After years of touring together, Los Angeles-based composers Julianna Barwick and Mary Lattimore have developed what the former refers to as a “musical telepathy”. Tragic Magic, the pair’s first collaborative album, evidences this bond: born out of a short series of improv sessions in Paris, it’s a wonderfully immersive set of new age and ambient tracks, where Barwick’s airy, reverbed vocals and atmospheric synth washes interweave with, and accentuate, Lattimore’s twinkling harp.
The album sessions took place shortly after last year’s California wildfires, which the two musicians experienced as residents. Accordingly, tragedy and hope cut through the dreamlike haze of these unfurling compositions. With its delicate harp loop and hushed whispers, opener Perpetual Adoration is as sweet and dreamy as a lullaby, while the gorgeous, moving Haze With No Haze carries a quiet desperation in the brittle, staccato melody and Barwick’s yearning high register. As always, her lyrics are indiscernible, words blurring into texture and shapeless whispers, but teem with feeling.

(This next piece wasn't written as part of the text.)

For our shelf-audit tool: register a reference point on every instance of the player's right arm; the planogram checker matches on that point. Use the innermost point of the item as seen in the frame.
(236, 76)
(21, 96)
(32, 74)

Even at their most spartan, the songs feel more grand and cinematic than the pair’s respective solo work; Lattimore’s harp is given particular room to shine. Occasionally, the duo reach towards epic heights, as in their murky take on Rachel’s Song from Blade Runner, which rushes into an effervescent flurry in its final minute, or on Stardust, the album’s climax, where soaring synths and celestial harp flickers are bolstered by a drum kick five minutes in, the closest things get to pop sensibilities. But just then, they strip it all back for the fluttering, near-nine-minute closer Melted Moon – the emotion lingering where the fullness doesn’t. The effect is both intimate and expansive.
Also out this month
Aquáticos, the new collaborative album from Brazilian guitarist Fabiano do Nascimento and Los Angeles producer Eddie Ruscha, is a lush, meditative listen (Music from Memory). Across these nine wandering tracks, the trickling percussion and spritely guitar plucks and strums are buoyed up by warm, bubbling synths, a combination that evokes slow summer days. Even the most stripped-back recordings in Tashi Dorji’s discography are characterised by a quiet freneticism that comes from his improvisational approach. On his new album Low Clouds Hang, This Land Is on Fire (Drag City), however, the Bhutanese-American guitarist opts for something much calmer. These reverb-drenched recordings are spacious, soft and introspective – his attempt “to find the silence”. French composer and sound artist Charlène Dannancier paints an eerie portrait of ambiguous relationship dynamics on her new album Baisée (Strange Therapy). Across 10 haunting tracks, each devoted to a different relationship stage or feeling, her breathy vocals fragments twist around dense, discordant electronics.